Lionel Noël, étant donné vos origines européennes et la génération à laquelle vous appartenez, on devine que cette seconde grande guerre a laissé des plaies pas encore cicatrisées chez vous et vos proches.
Par la force des choses. Ma famille vient de l’Est de la Belgique, d’un coin situé à vingt minutes de la route de l’Allemagne et de la Hollande. J’ai grandi dans une région aux confins des mondes germanique et francophone. Conséquemment, l’histoire de ma famille est marquée par des déchirements historiques et une certaine ambiguïté identitaire, dus au caractère flou des frontières tout au long du siècle dernier, de même que par un certain fatalisme. Mais ça, on en hérite obligatoirement quand on est européen !

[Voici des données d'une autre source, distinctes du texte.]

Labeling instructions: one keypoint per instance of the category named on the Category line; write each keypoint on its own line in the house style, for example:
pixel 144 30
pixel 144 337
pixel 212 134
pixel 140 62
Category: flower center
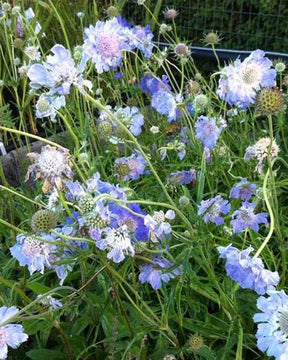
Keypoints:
pixel 250 76
pixel 109 45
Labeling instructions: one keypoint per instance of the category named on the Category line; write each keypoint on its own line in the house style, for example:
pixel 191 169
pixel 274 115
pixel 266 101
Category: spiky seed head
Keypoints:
pixel 171 14
pixel 86 203
pixel 105 128
pixel 196 342
pixel 193 88
pixel 270 101
pixel 43 221
pixel 211 38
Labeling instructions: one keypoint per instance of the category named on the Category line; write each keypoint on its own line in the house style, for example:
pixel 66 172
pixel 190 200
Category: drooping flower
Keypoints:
pixel 156 272
pixel 246 219
pixel 52 164
pixel 213 209
pixel 165 103
pixel 47 106
pixel 10 334
pixel 240 81
pixel 130 168
pixel 207 131
pixel 182 177
pixel 260 151
pixel 32 252
pixel 134 221
pixel 247 271
pixel 243 190
pixel 117 242
pixel 58 73
pixel 151 84
pixel 158 226
pixel 272 332
pixel 104 44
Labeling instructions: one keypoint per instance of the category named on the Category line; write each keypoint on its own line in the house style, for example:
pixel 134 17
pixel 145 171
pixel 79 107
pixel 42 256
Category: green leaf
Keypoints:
pixel 45 354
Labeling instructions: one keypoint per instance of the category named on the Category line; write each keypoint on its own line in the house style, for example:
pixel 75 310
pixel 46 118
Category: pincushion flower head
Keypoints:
pixel 272 332
pixel 117 242
pixel 207 131
pixel 260 151
pixel 247 271
pixel 58 73
pixel 243 190
pixel 240 81
pixel 104 43
pixel 213 209
pixel 10 334
pixel 245 218
pixel 52 164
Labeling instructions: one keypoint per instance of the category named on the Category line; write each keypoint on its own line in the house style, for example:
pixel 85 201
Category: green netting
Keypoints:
pixel 243 24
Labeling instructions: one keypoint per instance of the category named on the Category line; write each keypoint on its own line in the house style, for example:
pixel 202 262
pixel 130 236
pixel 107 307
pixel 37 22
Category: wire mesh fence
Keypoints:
pixel 243 24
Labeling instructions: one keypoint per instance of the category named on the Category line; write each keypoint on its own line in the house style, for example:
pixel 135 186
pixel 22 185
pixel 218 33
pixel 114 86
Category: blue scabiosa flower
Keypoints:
pixel 10 334
pixel 246 219
pixel 151 84
pixel 134 221
pixel 47 106
pixel 273 324
pixel 247 271
pixel 207 131
pixel 142 39
pixel 165 104
pixel 243 190
pixel 156 272
pixel 32 252
pixel 130 168
pixel 58 73
pixel 131 118
pixel 182 177
pixel 158 226
pixel 117 242
pixel 104 43
pixel 212 210
pixel 240 81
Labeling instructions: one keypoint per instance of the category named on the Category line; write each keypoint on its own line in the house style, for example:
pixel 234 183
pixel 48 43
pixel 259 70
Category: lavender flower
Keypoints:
pixel 58 73
pixel 52 164
pixel 151 84
pixel 273 324
pixel 212 210
pixel 134 221
pixel 246 219
pixel 240 81
pixel 105 42
pixel 182 177
pixel 247 271
pixel 118 242
pixel 10 335
pixel 130 168
pixel 158 226
pixel 156 272
pixel 243 190
pixel 207 131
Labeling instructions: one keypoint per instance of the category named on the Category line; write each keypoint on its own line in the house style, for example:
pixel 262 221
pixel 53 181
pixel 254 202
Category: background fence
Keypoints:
pixel 243 24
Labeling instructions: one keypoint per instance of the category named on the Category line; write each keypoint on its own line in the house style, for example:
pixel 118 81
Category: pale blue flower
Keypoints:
pixel 240 81
pixel 245 218
pixel 247 271
pixel 10 334
pixel 273 324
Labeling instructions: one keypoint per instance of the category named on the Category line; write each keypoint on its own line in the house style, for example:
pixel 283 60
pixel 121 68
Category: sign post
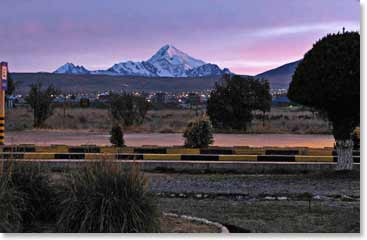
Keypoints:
pixel 3 87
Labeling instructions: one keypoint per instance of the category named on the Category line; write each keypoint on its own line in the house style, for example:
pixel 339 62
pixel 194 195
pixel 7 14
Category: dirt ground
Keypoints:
pixel 179 225
pixel 279 120
pixel 322 202
pixel 79 137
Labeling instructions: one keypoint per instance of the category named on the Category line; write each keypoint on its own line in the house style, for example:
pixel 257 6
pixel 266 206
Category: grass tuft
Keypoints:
pixel 104 198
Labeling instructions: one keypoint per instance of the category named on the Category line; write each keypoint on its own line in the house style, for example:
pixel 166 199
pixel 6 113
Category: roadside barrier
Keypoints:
pixel 167 157
pixel 237 150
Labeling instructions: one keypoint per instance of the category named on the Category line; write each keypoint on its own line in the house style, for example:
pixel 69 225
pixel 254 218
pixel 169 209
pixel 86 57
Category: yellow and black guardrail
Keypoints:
pixel 240 150
pixel 164 157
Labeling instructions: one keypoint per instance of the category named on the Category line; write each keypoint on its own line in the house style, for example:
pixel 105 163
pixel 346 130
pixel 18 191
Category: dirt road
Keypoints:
pixel 72 137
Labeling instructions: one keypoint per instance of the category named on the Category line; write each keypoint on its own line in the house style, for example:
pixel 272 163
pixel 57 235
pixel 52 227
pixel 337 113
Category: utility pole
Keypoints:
pixel 3 87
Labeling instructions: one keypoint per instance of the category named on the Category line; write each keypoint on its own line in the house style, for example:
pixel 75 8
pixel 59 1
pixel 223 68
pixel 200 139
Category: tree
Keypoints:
pixel 231 103
pixel 40 100
pixel 128 108
pixel 263 97
pixel 117 136
pixel 198 133
pixel 328 80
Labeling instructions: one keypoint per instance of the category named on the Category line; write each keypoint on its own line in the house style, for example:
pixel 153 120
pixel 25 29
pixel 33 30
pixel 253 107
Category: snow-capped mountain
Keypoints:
pixel 72 69
pixel 167 62
pixel 171 62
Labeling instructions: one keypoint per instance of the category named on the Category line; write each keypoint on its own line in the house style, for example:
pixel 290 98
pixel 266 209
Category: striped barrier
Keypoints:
pixel 174 150
pixel 182 157
pixel 2 129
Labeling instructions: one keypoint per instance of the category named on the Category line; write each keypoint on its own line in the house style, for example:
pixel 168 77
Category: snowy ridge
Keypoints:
pixel 167 62
pixel 71 68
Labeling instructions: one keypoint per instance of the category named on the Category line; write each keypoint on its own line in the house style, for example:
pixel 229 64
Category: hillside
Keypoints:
pixel 280 77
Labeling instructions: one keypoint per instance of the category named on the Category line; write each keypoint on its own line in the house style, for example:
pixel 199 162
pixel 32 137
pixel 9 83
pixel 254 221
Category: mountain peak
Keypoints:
pixel 169 59
pixel 70 68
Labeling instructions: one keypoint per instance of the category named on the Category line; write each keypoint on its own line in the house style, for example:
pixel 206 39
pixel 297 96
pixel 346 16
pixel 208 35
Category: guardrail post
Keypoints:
pixel 3 86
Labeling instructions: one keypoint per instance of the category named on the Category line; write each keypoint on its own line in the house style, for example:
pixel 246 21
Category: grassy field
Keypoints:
pixel 279 120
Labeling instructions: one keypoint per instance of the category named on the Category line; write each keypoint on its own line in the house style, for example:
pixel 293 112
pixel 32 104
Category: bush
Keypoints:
pixel 117 136
pixel 102 198
pixel 11 206
pixel 199 133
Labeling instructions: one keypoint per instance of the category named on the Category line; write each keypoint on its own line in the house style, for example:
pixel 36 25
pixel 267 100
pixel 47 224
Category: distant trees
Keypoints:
pixel 40 100
pixel 199 133
pixel 117 136
pixel 231 103
pixel 328 80
pixel 128 109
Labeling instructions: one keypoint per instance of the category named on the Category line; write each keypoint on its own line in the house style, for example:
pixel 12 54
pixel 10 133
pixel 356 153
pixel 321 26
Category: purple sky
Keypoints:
pixel 246 36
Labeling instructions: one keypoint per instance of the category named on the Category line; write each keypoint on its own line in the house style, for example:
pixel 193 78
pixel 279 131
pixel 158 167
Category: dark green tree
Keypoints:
pixel 198 133
pixel 263 97
pixel 328 80
pixel 231 103
pixel 117 136
pixel 128 109
pixel 40 100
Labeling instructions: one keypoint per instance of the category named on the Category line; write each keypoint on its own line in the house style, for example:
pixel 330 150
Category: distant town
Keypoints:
pixel 178 99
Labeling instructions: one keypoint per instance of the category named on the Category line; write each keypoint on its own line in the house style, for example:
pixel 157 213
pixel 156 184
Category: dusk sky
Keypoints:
pixel 248 37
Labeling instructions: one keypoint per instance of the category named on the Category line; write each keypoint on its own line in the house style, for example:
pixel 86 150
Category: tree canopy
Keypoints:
pixel 328 80
pixel 40 100
pixel 231 103
pixel 128 109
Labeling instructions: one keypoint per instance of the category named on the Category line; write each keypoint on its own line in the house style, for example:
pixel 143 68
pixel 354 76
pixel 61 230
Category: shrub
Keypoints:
pixel 199 133
pixel 101 198
pixel 11 206
pixel 117 136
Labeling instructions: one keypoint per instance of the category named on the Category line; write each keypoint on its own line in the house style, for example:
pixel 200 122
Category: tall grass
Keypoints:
pixel 38 194
pixel 11 206
pixel 105 198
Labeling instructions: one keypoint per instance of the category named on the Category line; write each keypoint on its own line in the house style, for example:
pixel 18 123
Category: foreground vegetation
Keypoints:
pixel 279 120
pixel 97 198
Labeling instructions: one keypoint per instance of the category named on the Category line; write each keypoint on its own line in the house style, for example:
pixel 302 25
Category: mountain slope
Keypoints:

En quoi la Conférence de Québec a-t-elle été pour vous un terreau fertile pour cultiver le suspense?
D’abord, parce que c’est une période peu connue de l’histoire québécoise, presque occultée, dirais-je même. Et puis, c’est un sujet en or et, étonnamment, assez peu exploité dans la littérature d’ici, sinon par la bande, comme l’a fait par exemple Georges-Hébert Germain dans son roman Le Château. Dans les ouvrages de référence, on ne trouve que des bribes de cette histoire qui m’a intéressé dès que j’en ai entendu parler, à mon arrivée ici. Je trouvais incroyable le fait qu’aucun historien ou romancier n’ait jamais été séduit par ce sujet.

L’élaboration d’une telle intrigue, qui emprunte son sujet à l’histoire mondiale, a dû nécessiter une somme de recherches considérable.
Oui et non. Mon intention n’était quand même pas d’écrire un roman historique, mais d’utiliser l’histoire comme une toile de fond. Je crois d’ailleurs que le côté roman d’espionnage l’emporte sur l’aspect documentaire. Cela dit, il m’a bien fallu me plonger dans des documents d’époque. J’ai lu, entre autres, les mémoires de Winston Churchill, qui m’est apparu comme l’un des personnages les plus fascinants et ambigus des XIXe et XXe siècles. Tout au long de sa vie, il sentait bien que l’empire britannique s’effritait, comme il percevait l’avènement de l’autre empire, celui des Américains. Il était au cœur de jeux politiques très complexes. Mais la grande difficulté a été d’élaguer dans les détails anecdotiques, pour me concentrer sur les personnages et l’action.

L’une des forces de votre livre, c’est qu’on finit par ne plus savoir où s’arrête la réalité et où commence la fiction. Cette histoire de tentative d’assassinat des chefs des nations alliées par les services secrets allemands, elle prend sa source dans des faits réels ou pas ?
D’une certaine manière, oui. L’espion allemand Walter Olbricht, par exemple, est une pure création, mais on sait que les Allemands utilisaient des agents de ce type pour le genre de mission que je décris. L’opération Casablanca, sur laquelle s’ouvre mon roman, est purement fictive, mais une stratégie similaire a bel et bien été mise en œuvre à Téhéran, où les nazis ont vraiment essayé d’assassiner Staline, Roosevelt et Churchill. Et puis, la découverte des plans du débarquement en Normandie par les nazis est bien réelle, mais j’ai évidemment brodé autour. J’avais la volonté de jouer avec des détails et de brouiller délibérément les pistes.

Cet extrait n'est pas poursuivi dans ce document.